‘Da Vinci Code’ movie touted

? Not a single foot of film has been shot, the movie doesn’t open for a year and a few critics already are denouncing it, but “The Da Vinci Code” nevertheless has made its multiplex debut.

Sony Pictures, the studio behind the upcoming Ron Howard-directed adaptation of Dan Brown’s mammoth best-selling novel, has released a short “Da Vinci Code” trailer, which has been playing in a number of theaters just before “Star Wars: Episode III Revenge of the Sith.”

The “teaser” trailer, as such early previews are called, is debuting just as Britain’s Westminster Abbey announced it would not allow Howard’s movie to film there because the Abbey considers the book “theologically unsound.”

But the movie will be able to film inside the Louvre, the famous Paris museum in which the book’s opening murder scene is set.

The “Da Vinci Code” teaser trailer, which has been playing on an unspecified number of “Revenge of the Sith’s” 9,000 film prints, sets to accomplish three things: stake out the film’s release date of May 19, 2006, and thus keep other competing movies at bay; remind the book’s legion of readers that the film is in the works; and establish the production’s international cast, which includes Tom Hanks, France’s Audrey Tautou and Jean Reno, and England’s Alfred Molina, Ian McKellen and Paul Bettany.

“It just seemed like there’s so much knowledge and awareness of this book, it seemed natural” to run a trailer a year early, said Brian Grazer, Howard’s longtime producing partner.
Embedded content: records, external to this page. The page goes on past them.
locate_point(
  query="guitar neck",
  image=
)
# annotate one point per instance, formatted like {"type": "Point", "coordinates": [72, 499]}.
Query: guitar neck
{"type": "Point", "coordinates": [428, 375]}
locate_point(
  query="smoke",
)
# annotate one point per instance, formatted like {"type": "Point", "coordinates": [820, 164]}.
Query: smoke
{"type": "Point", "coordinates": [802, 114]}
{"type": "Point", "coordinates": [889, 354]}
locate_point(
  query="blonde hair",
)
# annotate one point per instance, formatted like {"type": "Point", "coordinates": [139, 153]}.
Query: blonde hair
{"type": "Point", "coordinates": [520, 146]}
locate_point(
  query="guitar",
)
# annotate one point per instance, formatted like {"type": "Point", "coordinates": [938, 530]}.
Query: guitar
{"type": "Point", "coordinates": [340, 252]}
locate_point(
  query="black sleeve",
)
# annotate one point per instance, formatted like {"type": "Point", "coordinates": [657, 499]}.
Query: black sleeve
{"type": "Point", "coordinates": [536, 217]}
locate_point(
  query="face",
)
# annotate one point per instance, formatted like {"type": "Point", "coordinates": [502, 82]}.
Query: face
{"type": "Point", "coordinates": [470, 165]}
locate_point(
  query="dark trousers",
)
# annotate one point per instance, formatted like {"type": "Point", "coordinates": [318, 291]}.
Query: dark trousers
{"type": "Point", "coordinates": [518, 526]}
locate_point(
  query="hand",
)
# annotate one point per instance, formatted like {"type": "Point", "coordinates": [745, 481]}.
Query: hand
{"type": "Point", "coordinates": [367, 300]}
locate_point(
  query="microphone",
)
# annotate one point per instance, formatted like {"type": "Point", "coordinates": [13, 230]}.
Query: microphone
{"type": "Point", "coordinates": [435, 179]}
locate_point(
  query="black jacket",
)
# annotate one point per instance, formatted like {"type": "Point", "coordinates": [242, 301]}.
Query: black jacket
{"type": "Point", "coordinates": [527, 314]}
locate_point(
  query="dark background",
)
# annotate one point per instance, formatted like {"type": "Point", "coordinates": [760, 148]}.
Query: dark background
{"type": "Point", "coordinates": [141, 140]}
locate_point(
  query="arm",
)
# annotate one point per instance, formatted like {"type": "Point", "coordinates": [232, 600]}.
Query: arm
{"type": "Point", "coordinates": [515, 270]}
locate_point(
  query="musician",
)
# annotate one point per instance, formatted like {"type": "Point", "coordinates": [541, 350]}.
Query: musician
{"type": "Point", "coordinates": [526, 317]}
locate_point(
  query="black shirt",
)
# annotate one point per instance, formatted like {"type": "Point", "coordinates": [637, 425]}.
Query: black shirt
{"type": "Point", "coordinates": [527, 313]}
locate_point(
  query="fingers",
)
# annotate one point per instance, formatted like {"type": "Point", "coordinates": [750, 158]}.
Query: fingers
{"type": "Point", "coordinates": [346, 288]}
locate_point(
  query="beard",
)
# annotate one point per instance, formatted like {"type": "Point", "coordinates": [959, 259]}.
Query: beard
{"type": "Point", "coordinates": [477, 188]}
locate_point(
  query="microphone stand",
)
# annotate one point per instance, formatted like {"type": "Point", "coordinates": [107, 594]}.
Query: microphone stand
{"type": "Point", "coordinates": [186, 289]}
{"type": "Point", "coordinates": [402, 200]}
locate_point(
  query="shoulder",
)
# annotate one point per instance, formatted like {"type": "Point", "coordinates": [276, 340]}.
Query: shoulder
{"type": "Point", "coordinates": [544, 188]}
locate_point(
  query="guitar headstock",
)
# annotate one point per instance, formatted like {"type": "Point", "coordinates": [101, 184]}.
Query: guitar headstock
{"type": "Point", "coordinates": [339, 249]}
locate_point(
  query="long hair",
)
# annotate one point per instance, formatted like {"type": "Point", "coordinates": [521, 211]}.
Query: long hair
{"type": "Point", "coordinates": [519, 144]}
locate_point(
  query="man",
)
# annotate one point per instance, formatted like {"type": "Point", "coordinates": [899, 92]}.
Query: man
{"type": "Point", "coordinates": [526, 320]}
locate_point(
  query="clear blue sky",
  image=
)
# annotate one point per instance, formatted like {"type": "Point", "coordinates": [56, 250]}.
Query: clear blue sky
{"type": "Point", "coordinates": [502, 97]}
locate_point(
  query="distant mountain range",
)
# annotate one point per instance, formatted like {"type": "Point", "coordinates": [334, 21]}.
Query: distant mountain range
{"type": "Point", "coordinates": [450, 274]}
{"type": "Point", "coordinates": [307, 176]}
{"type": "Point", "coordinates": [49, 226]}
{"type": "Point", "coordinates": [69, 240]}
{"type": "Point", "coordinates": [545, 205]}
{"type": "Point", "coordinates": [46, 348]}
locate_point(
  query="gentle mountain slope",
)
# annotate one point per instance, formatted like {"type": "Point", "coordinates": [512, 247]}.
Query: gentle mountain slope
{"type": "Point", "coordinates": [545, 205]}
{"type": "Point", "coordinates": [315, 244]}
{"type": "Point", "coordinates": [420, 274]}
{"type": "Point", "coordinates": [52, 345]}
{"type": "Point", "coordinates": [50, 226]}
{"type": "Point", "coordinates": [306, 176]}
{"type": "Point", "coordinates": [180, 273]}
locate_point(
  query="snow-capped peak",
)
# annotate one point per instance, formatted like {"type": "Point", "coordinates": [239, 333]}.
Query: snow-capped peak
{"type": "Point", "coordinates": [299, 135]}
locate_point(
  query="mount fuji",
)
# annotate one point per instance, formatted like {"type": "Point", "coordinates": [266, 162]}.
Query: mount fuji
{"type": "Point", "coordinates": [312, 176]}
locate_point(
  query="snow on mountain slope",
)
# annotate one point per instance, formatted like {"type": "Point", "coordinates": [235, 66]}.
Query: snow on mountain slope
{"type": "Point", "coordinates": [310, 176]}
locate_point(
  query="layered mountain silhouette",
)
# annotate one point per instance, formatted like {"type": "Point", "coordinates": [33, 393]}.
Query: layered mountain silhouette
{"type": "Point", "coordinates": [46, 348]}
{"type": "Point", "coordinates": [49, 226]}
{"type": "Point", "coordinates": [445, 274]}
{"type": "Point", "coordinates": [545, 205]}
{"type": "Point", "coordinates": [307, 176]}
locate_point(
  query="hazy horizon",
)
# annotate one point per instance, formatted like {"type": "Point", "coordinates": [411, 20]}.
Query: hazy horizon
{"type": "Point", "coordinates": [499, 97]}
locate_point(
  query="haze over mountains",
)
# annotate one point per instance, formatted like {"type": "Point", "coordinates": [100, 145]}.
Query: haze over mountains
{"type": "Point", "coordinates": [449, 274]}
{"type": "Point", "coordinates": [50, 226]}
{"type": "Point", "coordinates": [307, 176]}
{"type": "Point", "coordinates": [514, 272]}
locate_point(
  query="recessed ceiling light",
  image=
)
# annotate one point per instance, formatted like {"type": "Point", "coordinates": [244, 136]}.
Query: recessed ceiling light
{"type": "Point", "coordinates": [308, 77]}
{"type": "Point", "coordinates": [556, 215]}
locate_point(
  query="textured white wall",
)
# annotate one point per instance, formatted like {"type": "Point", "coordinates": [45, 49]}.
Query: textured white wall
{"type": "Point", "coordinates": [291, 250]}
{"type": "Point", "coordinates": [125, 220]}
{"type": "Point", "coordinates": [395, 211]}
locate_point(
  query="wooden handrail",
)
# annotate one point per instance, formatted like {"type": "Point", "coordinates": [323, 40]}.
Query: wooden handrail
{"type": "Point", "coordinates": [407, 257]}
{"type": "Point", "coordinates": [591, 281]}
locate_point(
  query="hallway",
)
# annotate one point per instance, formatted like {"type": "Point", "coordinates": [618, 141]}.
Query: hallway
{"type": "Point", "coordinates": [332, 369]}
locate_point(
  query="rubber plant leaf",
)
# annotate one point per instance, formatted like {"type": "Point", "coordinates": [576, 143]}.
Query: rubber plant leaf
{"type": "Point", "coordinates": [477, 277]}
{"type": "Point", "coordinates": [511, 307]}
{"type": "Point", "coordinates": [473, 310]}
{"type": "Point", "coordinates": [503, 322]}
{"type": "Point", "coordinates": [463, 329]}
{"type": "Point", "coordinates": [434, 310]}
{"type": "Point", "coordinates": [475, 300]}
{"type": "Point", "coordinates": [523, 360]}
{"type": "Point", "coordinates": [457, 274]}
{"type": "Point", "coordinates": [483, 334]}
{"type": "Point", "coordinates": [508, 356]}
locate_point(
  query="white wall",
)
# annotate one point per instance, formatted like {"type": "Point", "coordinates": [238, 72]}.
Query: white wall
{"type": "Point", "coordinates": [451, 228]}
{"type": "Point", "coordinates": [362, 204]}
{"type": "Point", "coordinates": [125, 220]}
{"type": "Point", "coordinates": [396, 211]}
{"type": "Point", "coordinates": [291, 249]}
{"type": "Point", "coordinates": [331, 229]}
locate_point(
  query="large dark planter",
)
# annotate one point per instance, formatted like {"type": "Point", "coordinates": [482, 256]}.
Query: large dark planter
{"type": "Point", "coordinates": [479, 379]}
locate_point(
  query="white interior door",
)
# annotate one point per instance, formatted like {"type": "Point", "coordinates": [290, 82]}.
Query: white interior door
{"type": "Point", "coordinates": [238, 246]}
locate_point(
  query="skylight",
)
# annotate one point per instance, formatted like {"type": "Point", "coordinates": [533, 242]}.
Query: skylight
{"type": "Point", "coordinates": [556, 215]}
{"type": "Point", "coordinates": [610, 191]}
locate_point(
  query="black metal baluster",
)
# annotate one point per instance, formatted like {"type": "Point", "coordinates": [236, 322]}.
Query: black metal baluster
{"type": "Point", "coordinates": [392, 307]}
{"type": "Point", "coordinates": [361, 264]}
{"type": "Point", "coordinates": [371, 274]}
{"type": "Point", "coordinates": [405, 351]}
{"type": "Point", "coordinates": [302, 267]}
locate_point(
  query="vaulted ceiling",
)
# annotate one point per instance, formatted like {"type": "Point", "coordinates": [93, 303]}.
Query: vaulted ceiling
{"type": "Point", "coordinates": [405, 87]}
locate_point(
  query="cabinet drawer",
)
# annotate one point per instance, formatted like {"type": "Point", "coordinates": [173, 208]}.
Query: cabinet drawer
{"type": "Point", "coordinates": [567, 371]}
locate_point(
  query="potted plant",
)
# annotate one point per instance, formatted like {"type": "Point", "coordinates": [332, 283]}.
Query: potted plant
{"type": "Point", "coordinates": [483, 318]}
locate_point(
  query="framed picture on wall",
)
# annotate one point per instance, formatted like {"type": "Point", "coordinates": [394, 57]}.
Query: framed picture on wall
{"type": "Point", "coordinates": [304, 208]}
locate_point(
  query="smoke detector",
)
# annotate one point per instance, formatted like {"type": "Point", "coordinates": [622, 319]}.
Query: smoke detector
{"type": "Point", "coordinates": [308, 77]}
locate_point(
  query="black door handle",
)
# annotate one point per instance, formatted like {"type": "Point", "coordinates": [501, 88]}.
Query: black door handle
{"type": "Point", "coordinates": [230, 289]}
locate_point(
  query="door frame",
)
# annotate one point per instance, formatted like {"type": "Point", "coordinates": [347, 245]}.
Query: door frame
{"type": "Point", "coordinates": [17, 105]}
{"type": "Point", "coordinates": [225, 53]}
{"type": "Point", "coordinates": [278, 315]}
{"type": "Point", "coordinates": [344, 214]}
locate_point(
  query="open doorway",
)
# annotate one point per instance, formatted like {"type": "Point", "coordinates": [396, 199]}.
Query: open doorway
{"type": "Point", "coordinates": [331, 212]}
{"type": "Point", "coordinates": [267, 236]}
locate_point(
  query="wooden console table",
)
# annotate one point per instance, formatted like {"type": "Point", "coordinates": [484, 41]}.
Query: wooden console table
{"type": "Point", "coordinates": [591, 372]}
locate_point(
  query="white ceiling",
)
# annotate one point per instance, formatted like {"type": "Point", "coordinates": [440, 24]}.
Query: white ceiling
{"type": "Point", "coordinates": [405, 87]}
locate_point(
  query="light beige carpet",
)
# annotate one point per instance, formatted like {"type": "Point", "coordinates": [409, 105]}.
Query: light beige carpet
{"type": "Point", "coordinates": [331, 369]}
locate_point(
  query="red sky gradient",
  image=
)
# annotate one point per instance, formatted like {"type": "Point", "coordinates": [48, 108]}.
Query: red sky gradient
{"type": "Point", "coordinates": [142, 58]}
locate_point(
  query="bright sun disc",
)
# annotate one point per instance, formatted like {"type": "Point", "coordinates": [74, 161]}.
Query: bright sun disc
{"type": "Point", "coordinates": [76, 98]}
Along with John Calley, Grazer is producing “The Da Vinci Code.”

Without any film to include in the “Da Vinci Code” spot (production commences at the end of June), Sony and trailer maker Intralink Film Graphic Design concocted a computerized model of what appears to be a desert landscape.

The camera swoops into the apparently parched earth as a narrator intones, “What if the world’s greatest works of art held a secret that could change the course of mankind forever?”

The dry canyons are soon revealed to be cracks in the painted canvas of the “Mona Lisa.” At that point the narrator says, “No matter what you have read, no matter what you believe, the journey has just begun.”